Art Pope is a humanitarian, philanthropist and free-market advocate who has dedicated his life to serving the people of North Carolina. But you’d never know that if you took the words of liberal activist Bill Moyers at face value.

A LEADER: Under Art Pope’s guidance, the John William Pope Foundation has spent more than $9 million in grants to soup kitchens, homeless shelters, food banks and other charities aimed at giving the poor a hand up.

In the wake of a string of recent political defeats, Moyers and his allies have chosen to sling mud and falsehoods at Pope instead of working through the democratic process to achieve their goals.

Pope is chairman and president of the John William Pope Foundation, which bears his father’s name, and works tirelessly to advance liberty and other humanitarian causes in North Carolina.

Through Pope’s work, North Carolinians have learned more about common-sense free-market policies.

Yet Pope’s work hardly stops at promoting free-market policy. Unlike many other policy-focused foundations, the John William Pope Foundation has been extraordinarily generous in helping the least fortunate among us. Under Art’s guidance, the Pope Foundation has spent more than $9 million in grants to soup kitchens, homeless shelters, food banks and other charities aimed at giving the poor a hand up.
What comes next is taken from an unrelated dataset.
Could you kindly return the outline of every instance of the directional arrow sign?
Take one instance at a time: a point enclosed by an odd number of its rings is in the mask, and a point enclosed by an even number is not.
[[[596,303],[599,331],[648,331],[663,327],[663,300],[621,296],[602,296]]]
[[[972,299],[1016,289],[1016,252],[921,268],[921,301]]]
Evident as the breadth and depth of Pope’s generosity may be, Moyers and his allies have done their best to muddle this picture and paint him as the big, bad wolf of North Carolina, accusing him of “buying” the state government through his foundation’s grants to free-market nonprofits.

This claim is not only offensive ― as it implies that North Carolina’s voters blindly follow the work of political nonprofits without ever thinking over the issues themselves ― but entirely misleading, as the Pope Foundation spends considerably less in North Carolina than comparable left-leaning foundations.

In fact, the state’s largest liberal foundation spent nearly twice as much as the Pope Foundation in 2011. It’s no surprise that Moyers conveniently excludes this tidbit, which alone debunks the idea that Pope has “bought” anything in the Tar Heel State.

Moreover, the petty attacks on Pope overlook our country’s history of leaders who organized their fellow citizens under the banner of liberty. The Founding Fathers came from all corners of society, but most were wealthy men who used their wealth and positions of influence to serve the greater good.

Pope could have rested on his laurels after achieving private-sector business success, but instead he decided to put his money into philanthropy. We should celebrate this type of civic-minded leadership, not discourage it through shameful, politically motivated media hit pieces.

Moyers’ attacks on Pope are nothing more than a sad commentary on the left’s conception of the political process. When Pope found his side in the minority, he organized his allies behind ideas and embraced the democratic process. If the left were willing to do the same instead of distorting, assailing, and scapegoating, perhaps discourse in North Carolina would be a bit more civil.

Jason Stverak is president of the Franklin Center for Government and Public Integrity.